Michael O’Leary, CEO of Ryanair, said:
This 25 per cent profit increase to a new record of €503m and 5 per cent traffic growth during a year of higher oil prices and deep recession in Europe was a commendable result. Our fuel bill rose over €360m as oil prices increased 16 per cent from $73 to $85pbl.
Excluding fuel, adjusted unit costs were flat during the year due to aggressive cost control, despite a modest company-wide pay increase, higher Eurocontrol fees and increased airport costs. Ancillary revenue outpaced traffic growth, rising by 11 per cent to €886m or 21 per cent of total revenue.
As a result of a 30 per cent increase in fuel costs and a 6 per cent increase in sector length, unit costs rose by 13 per cent.
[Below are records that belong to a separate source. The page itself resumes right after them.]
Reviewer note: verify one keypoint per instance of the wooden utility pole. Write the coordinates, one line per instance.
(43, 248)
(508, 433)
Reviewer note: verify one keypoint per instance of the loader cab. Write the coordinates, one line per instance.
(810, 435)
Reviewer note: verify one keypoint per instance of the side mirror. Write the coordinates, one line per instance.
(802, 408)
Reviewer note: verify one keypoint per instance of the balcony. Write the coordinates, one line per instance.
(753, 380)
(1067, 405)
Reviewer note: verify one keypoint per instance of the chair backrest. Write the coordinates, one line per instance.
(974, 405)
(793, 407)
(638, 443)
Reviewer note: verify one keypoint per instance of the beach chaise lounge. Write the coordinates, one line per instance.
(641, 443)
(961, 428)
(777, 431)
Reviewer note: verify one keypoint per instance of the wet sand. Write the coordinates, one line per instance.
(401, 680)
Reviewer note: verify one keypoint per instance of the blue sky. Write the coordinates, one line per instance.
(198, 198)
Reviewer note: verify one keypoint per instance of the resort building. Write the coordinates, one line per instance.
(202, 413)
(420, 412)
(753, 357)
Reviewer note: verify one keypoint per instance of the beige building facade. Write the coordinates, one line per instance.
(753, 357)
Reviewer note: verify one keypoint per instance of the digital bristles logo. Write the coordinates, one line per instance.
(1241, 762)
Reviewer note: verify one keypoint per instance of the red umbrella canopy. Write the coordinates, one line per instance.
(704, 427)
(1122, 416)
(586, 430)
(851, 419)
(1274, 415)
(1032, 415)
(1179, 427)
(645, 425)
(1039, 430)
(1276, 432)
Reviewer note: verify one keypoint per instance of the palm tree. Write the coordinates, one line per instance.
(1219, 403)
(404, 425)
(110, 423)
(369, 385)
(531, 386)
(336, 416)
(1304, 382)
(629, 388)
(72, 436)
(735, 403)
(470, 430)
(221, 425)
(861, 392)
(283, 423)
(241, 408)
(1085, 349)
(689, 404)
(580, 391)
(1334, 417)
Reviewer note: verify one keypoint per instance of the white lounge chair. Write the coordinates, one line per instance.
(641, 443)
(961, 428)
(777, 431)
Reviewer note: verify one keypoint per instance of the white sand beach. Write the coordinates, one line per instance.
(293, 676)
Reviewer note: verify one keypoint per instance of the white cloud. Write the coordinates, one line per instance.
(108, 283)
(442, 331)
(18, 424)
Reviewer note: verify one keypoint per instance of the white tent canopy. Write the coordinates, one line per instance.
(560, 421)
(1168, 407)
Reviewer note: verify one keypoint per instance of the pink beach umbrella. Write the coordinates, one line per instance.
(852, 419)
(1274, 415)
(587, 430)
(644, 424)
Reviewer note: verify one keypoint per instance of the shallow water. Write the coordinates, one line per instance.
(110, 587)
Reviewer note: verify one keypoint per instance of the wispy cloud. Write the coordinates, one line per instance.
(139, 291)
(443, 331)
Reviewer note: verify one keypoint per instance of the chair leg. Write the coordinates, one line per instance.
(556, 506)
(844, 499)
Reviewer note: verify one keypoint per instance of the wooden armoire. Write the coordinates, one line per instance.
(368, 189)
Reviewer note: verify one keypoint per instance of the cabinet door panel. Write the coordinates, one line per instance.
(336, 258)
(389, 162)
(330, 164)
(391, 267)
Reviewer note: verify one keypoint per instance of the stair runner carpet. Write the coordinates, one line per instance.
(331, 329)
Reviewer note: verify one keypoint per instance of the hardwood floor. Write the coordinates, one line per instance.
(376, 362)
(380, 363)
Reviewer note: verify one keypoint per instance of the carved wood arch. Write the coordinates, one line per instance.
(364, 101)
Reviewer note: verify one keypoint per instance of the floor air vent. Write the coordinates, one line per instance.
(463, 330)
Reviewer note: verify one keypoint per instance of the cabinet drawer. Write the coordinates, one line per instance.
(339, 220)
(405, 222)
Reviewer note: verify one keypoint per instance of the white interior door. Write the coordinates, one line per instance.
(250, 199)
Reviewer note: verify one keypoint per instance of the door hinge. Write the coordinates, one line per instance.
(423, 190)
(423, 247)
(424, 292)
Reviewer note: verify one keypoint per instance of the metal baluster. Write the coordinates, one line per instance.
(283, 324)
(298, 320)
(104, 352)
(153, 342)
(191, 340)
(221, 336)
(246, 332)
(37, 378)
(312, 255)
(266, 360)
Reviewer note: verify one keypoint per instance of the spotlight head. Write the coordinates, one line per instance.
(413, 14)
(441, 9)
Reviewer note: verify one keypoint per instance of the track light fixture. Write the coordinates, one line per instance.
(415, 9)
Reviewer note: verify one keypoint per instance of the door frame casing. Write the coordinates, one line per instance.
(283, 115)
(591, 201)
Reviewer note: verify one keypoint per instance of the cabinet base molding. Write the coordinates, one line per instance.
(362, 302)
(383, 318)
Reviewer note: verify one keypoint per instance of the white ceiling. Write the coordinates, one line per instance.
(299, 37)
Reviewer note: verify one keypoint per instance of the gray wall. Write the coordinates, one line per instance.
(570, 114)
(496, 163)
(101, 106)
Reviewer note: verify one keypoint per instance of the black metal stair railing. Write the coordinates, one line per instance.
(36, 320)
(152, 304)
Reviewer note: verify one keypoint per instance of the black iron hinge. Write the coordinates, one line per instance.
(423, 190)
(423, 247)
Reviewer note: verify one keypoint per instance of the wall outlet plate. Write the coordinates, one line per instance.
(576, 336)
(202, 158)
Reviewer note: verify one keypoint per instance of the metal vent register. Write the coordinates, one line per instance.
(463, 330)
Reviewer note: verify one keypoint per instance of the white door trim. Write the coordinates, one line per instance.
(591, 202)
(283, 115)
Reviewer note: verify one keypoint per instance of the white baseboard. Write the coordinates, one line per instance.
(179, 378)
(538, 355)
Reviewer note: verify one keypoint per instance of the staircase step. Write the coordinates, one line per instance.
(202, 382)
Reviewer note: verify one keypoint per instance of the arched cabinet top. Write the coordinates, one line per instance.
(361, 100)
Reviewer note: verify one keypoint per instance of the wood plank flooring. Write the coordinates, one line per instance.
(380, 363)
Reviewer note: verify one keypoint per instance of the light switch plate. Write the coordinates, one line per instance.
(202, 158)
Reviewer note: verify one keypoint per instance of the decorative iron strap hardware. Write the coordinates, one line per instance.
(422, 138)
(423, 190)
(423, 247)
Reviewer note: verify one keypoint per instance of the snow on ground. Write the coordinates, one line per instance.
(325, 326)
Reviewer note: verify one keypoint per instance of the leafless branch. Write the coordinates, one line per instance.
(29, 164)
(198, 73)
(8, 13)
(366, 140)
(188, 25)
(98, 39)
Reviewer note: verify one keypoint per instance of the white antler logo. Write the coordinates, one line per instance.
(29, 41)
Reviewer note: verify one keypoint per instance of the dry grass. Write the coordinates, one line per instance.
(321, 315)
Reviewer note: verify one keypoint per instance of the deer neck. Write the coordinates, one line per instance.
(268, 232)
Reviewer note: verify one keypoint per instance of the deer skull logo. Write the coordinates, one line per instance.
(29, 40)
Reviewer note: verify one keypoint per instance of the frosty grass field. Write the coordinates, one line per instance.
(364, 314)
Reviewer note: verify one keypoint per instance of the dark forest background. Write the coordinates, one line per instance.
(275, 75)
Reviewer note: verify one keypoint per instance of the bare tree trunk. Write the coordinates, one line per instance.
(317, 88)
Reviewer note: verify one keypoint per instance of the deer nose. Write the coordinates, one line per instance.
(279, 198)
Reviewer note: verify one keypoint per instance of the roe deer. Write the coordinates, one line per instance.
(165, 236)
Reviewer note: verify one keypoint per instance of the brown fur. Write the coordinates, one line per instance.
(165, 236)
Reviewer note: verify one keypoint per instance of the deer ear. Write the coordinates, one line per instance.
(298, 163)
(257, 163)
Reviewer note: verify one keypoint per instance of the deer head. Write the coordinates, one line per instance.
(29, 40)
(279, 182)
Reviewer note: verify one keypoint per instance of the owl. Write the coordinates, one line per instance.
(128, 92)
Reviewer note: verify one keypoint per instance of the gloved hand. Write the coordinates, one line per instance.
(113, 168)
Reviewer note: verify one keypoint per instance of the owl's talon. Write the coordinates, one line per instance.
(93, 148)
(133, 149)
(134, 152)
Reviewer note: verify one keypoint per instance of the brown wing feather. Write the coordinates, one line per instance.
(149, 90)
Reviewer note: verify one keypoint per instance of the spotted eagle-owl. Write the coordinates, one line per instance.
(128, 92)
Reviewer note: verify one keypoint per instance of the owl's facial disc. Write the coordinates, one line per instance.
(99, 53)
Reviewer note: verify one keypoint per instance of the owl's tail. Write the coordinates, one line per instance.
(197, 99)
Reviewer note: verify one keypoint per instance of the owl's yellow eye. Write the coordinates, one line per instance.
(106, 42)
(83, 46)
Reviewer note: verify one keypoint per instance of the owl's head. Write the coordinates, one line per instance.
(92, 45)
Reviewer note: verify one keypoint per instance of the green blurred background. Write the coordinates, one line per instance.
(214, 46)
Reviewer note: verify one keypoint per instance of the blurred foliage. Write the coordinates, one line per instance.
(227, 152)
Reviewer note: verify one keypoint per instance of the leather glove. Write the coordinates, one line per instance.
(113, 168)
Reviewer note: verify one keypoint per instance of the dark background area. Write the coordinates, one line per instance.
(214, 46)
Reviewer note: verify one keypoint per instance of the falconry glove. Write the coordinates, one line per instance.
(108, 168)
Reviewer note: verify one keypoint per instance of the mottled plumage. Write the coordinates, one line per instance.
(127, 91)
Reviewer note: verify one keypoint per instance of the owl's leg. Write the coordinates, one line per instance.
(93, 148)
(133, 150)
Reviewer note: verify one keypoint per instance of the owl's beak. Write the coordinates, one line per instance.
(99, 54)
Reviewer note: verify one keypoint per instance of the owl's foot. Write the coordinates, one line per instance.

Excluding fuel, sector length adjusted unit costs were flat.
The airline’s balance sheet remains one of the strongest in the industry, with over €3.5bn in cash, despite having returned €1bn to shareholders over the past five years via four share buy-backs and a special dividend in 2010 of €0.34 per share.
During the year, the airline delivered 25 new aircraft, opened six new bases and launched 330 new routes.
Ryanair said that, after a year in office, the new government in Ireland has delivered no change or reform in the department of transport’s "failed policy of protecting the high cost DAA airport monopoly". Traffic at the three DAA airports has declined 25 per cent from 30 million in 2007 to 22 million in 2011.
The airline expects that any increase in fares will only partially offset higher fuel costs; accordingly, its net profit in fiscal year 2013 is expected be lower than in fiscal year 2012, in a range of between €400m to €440m.
Traffic next year is expected to grow by 5 per cent to just over 79 million passengers. First-half traffic is set to grow 7 per cent, while second-half traffic will grow by 3 per cent.
Ryanair remains concerned that recession, austerity, currency concerns and lower fares at new and growing bases in Hungary, Poland, the UK and Spain will make it difficult to repeat this year’s record results.